Luke 2:2 - Commentary Critical and Explanatory on the Whole Bible

Bible Comments

(And this taxing was first made when Cyrenius was governor of Syria.) (And this taxing was first made when Cyrenius was governor of Syria) - a very perplexing verse, inasmuch as Cyrenius, or Quirinus, appears not to have been governor of Syria for about 10 years after the birth of Christ, and the taxing under his administration was what led to the insurrection alluded to in Acts 5:37 (cf. Josephus, Ant. 18: 1. 1). That Augustus took steps toward introducing uniform taxation throughout the empire, has been proved beyond dispute (by Savigny, the highest authority on the Roman law); and candid critics, even of sceptical tendency, are forced to allow that no such glaring anachronism as the words, on the first blush of them, seem to imply, was likely to be fallen into by a writer so minutely accurate on Roman affairs as our Evangelist shows himself, in the Acts, to be. Some superior scholars would render the words thus: 'This registration was previous to Cyrenius being governor of Syria.' In this case, of course, the difficulty vanishes.
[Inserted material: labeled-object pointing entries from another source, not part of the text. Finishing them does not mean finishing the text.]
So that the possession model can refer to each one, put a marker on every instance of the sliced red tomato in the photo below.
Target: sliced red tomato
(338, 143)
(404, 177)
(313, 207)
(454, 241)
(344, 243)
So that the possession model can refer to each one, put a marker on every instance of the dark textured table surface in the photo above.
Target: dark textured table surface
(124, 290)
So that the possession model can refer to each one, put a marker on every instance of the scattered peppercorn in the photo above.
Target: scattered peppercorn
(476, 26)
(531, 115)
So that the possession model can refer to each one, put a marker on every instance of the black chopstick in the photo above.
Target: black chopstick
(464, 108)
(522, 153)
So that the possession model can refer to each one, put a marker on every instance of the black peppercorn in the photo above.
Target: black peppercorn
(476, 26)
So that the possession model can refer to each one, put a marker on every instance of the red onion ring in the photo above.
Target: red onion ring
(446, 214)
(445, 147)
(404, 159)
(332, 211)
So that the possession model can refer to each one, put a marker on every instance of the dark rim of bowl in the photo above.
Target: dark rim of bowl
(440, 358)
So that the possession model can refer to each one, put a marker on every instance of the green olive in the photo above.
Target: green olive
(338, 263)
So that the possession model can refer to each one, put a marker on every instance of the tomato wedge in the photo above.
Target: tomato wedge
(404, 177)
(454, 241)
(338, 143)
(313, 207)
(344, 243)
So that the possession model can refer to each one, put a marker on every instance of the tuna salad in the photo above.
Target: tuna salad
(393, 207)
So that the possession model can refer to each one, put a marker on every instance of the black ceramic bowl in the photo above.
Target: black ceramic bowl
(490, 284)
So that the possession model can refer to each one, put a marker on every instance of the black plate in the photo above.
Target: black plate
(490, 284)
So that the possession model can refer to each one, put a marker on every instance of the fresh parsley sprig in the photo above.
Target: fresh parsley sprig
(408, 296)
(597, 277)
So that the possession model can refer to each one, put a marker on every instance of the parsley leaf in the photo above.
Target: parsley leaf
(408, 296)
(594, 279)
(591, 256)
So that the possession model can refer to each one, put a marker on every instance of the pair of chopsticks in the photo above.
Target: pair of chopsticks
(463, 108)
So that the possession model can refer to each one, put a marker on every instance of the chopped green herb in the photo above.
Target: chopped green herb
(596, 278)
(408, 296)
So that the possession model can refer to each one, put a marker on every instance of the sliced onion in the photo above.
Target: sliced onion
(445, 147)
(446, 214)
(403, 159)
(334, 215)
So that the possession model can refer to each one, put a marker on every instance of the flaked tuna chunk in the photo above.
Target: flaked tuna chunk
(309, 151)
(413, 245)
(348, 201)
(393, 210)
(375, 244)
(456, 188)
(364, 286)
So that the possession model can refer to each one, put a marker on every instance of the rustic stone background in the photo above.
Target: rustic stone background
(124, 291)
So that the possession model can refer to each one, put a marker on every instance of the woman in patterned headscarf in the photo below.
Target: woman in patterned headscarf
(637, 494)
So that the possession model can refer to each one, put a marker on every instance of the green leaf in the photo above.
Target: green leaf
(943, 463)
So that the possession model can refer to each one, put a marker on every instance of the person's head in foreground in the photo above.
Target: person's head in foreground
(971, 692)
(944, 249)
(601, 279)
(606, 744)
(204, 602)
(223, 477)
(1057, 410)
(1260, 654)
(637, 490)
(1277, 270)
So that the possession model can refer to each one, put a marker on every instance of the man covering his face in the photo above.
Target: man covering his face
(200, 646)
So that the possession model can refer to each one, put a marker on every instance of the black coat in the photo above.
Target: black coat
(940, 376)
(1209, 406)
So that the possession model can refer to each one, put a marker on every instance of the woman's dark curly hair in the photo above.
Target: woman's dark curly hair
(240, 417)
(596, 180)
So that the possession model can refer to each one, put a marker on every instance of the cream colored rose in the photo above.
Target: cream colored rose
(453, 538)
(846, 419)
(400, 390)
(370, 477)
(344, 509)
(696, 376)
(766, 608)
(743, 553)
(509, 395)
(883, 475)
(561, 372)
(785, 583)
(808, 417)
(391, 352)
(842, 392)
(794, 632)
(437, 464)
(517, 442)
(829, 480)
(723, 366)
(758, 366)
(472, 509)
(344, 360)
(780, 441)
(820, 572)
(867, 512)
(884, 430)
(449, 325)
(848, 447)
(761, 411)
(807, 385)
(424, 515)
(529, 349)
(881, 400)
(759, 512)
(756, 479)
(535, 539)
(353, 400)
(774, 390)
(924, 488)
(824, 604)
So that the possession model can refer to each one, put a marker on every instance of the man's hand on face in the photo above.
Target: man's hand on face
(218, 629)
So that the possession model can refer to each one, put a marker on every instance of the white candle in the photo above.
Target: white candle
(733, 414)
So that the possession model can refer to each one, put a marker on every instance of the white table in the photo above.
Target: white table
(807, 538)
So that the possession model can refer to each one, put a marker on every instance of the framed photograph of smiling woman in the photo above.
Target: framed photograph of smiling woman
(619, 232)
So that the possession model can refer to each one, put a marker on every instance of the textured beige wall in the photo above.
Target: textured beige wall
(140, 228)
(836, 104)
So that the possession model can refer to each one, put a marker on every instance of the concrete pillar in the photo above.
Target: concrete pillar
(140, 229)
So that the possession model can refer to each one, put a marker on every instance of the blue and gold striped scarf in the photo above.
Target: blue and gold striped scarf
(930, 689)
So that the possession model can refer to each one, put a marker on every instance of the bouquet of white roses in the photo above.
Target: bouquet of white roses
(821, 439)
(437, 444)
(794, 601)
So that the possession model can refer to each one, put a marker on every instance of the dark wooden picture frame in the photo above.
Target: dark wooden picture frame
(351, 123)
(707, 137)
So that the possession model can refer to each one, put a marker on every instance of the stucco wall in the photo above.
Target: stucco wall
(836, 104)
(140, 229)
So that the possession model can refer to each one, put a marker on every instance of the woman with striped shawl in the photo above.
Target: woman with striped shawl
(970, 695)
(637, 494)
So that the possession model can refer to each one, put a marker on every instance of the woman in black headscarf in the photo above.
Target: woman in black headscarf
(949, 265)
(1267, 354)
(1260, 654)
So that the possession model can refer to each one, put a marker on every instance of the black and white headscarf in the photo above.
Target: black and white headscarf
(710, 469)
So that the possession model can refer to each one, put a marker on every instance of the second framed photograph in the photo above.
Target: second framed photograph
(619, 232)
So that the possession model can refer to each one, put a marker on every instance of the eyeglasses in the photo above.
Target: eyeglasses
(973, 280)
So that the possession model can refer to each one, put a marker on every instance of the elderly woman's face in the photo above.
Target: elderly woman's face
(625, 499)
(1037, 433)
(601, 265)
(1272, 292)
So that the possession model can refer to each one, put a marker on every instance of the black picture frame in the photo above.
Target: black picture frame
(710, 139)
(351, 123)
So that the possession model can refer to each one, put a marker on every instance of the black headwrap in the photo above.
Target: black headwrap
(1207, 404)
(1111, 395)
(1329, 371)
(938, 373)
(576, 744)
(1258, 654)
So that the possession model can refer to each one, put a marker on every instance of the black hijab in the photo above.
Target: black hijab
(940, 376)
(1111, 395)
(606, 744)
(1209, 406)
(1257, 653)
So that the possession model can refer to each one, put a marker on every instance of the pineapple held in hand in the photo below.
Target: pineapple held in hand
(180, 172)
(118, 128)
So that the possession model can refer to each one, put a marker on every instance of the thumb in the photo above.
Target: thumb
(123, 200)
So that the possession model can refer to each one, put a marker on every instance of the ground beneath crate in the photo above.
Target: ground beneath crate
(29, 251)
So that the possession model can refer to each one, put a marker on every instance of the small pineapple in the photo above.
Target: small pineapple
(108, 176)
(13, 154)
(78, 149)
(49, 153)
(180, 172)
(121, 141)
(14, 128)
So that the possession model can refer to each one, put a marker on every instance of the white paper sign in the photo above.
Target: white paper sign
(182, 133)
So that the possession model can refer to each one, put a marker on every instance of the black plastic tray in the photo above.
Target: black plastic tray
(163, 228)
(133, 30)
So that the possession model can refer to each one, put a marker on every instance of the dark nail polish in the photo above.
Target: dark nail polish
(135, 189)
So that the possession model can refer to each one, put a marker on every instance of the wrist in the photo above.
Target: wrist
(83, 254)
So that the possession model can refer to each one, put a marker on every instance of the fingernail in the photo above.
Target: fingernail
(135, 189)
But, as this is a very precarious sense of the word х prootee (G4413)], it is better, with others, to understand the Evangelist to mean; that though the registration was now ordered with a view to the taxation, the taxing itself-an obnoxious measure in Palestine-was not carried out until the time of Quirinus.

Luke 2:2

2 (And this taxing was first made when Cyrenius was governor of Syria.)